Os escopos jurídicos do processo revelam a forma do processo e a posição que este se
encontra no sistema jurídico. De suma importância técnica, e de acordo com cada teoria
adotada, são abordadas as funções do direito processual no ordenamento jurídico. Uma vez
abordada a teoria unitária entendemos que o direito material e o processual integram,
conjuntamente, o processo criativo do direito, uma vez que o direito material não é capaz de
compor o direito ou a obrigação sozinho. Já para a teoria dualista o direito material é
autossuficiente, bastando que ocorra o fato relevante no mundo concreto para que se
verifique a existência do direito ou da obrigação, sem que haja necessidade do processo.
Ressalta-se, que a instrumentalidade do processo reúne sentidos distintos: como “conjunto de
formas ordenadas no procedimento e pautadas pela garantia do contraditório”1. Nesse
sentido, atentamos para o fato de ser o processo, em seu sentido estrito, utilizado para que se
efetive a função jurisdicional do Estado. Já em seu segundo sentido, processo como “categoria
jurídica” ou como um termo que se refere ao sistema processual, tratamos do processo por
uma visão exterior ao mesmo, uma visão do ponto de vista do sistema jurídico como um todo.
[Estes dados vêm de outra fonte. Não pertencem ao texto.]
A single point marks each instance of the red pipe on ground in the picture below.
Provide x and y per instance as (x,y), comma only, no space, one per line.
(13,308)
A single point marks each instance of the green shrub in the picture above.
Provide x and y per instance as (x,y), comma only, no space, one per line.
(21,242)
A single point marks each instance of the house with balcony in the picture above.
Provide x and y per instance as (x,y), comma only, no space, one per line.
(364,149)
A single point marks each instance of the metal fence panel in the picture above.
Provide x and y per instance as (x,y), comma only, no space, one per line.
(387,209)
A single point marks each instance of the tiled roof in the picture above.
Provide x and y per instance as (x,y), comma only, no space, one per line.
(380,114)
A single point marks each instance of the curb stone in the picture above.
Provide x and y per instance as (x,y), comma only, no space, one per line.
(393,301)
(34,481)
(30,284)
Tampouco, cuida a instrumentalidade abordada por Dinamarco do princípio da
instrumentalidade das formas. Trata-se da instrumentalidade do próprio sistema processual. O
processo, compreendido em sua fase instrumentalista, ou seja, instrumento que se dedica a
consecução de determinados fins, ganha importância e destaque à medida de sua efetividade,
isto é, o processo deve ser efetivo no sentido de cumprir todas as funções às quais se destina.
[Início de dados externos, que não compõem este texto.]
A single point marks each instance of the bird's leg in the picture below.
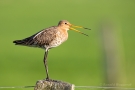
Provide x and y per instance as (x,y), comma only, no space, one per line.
(45,63)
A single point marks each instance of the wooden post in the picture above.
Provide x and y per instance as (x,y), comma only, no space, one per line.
(53,85)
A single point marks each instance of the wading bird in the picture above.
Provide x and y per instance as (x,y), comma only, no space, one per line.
(49,38)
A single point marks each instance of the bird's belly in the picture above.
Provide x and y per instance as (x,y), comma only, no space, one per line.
(58,40)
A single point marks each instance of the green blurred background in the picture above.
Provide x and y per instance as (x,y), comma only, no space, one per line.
(81,60)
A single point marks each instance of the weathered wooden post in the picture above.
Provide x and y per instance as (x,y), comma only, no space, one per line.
(53,85)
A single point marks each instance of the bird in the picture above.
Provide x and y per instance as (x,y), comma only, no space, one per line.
(49,38)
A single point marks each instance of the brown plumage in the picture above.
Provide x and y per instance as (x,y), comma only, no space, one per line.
(49,38)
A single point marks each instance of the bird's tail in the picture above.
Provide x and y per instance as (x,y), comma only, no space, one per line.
(19,42)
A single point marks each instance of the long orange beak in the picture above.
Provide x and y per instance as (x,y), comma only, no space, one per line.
(73,28)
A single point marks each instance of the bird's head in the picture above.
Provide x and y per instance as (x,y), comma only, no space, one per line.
(68,26)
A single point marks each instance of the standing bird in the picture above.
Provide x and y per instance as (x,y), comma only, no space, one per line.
(49,38)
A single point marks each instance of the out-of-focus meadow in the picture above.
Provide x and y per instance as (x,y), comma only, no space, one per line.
(80,60)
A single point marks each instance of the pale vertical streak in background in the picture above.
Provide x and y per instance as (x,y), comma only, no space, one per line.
(113,53)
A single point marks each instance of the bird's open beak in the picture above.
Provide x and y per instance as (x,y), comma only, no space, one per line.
(72,27)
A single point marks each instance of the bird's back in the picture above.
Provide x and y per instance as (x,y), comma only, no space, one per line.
(43,37)
(46,38)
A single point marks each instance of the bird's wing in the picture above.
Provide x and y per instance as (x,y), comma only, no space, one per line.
(43,37)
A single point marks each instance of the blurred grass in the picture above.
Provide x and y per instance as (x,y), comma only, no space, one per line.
(79,60)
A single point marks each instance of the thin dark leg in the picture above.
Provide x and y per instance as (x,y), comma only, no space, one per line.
(45,63)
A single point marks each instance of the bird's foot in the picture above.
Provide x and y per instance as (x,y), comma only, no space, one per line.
(48,79)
Na vigência do Estado Democrático de Direito, para que este Estado desempenhe seu papel,
deve valer-se de um sistema processual válido, eficaz, que garanta segurança e justiça aos
indivíduos.
Ademais, Dinamarco menciona que o aspecto negativo da instrumentalidade do processo,
reflete a preocupação que se tem de evitar que este confunda-se com o seu fim, tendo em
vista a exacerbada preocupação com os procedimentos, as formas e os institutos processuais,
perdendo-se o foco na situação material. Em verdade, as formas processuais não podem
sobrepor o próprio direito material, ainda que se considere que o processo faz parte da criação
do direito ou da obrigação. Pode-se dizer que essa seria uma consequência negativa da
instrumentalidade processual, característica da fase autonomista ou conceitual. Neste
momento, havia maior preocupação com o estudo do processo a partir de si mesmo. Como
ressalta Dinamarco, “não se trata de desconsideração dos importantes institutos e formas do
direito processual, mas sim da desmistificação de certas regras, princípios e do próprio
sistema”. O autor enfatiza a efetividade processual, sendo este o aspecto positivo da
instrumentalidade do processo mediante a satisfação dos fins a que se destina.
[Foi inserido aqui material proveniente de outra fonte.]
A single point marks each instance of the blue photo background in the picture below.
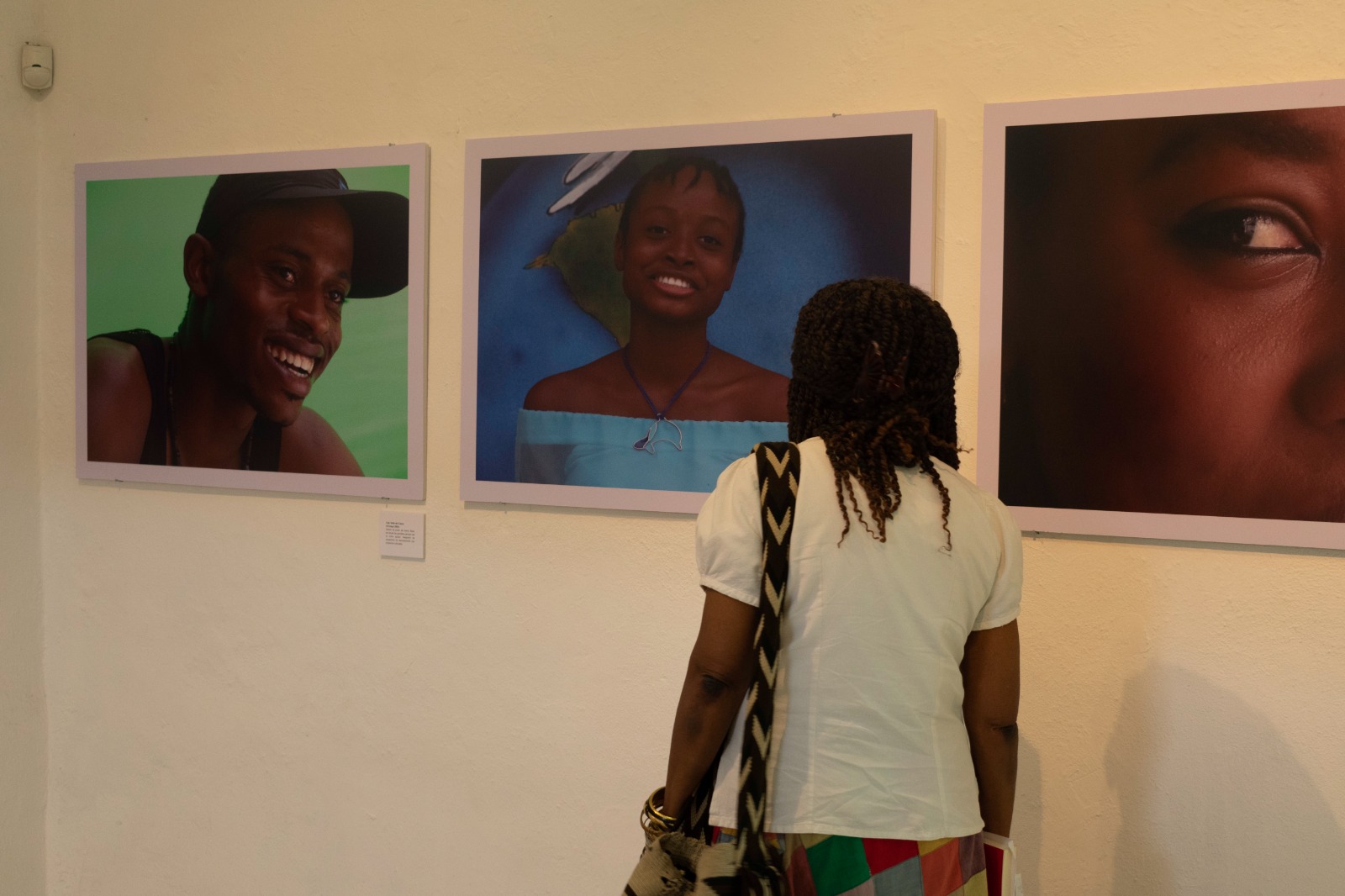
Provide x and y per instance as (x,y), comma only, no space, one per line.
(817,212)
Dinamarco, ressalta que deve-se efetivar o estabelecimento de um novo método de
pensamento do processualista e do profissional de foro, ou seja, o processo deve ser capaz de
pacificar com justiça, educar os indivíduos acerca de seus direitos e obrigações, bem como
compor tais direitos e assegurar a participação dos cidadãos no destino político da sociedade
da qual fazem parte. Deve-se prestar bastante atenção ao fato de que o processo, como
instrumento, não pode isolar-se do contexto no qual está inserido. O fundamental, então, é
colocar o processo no seu devido lugar, e buscar a redução dos males, como afirma
Dinamarco, do Processualismo (aspecto negativo do processo como caráter instrumental).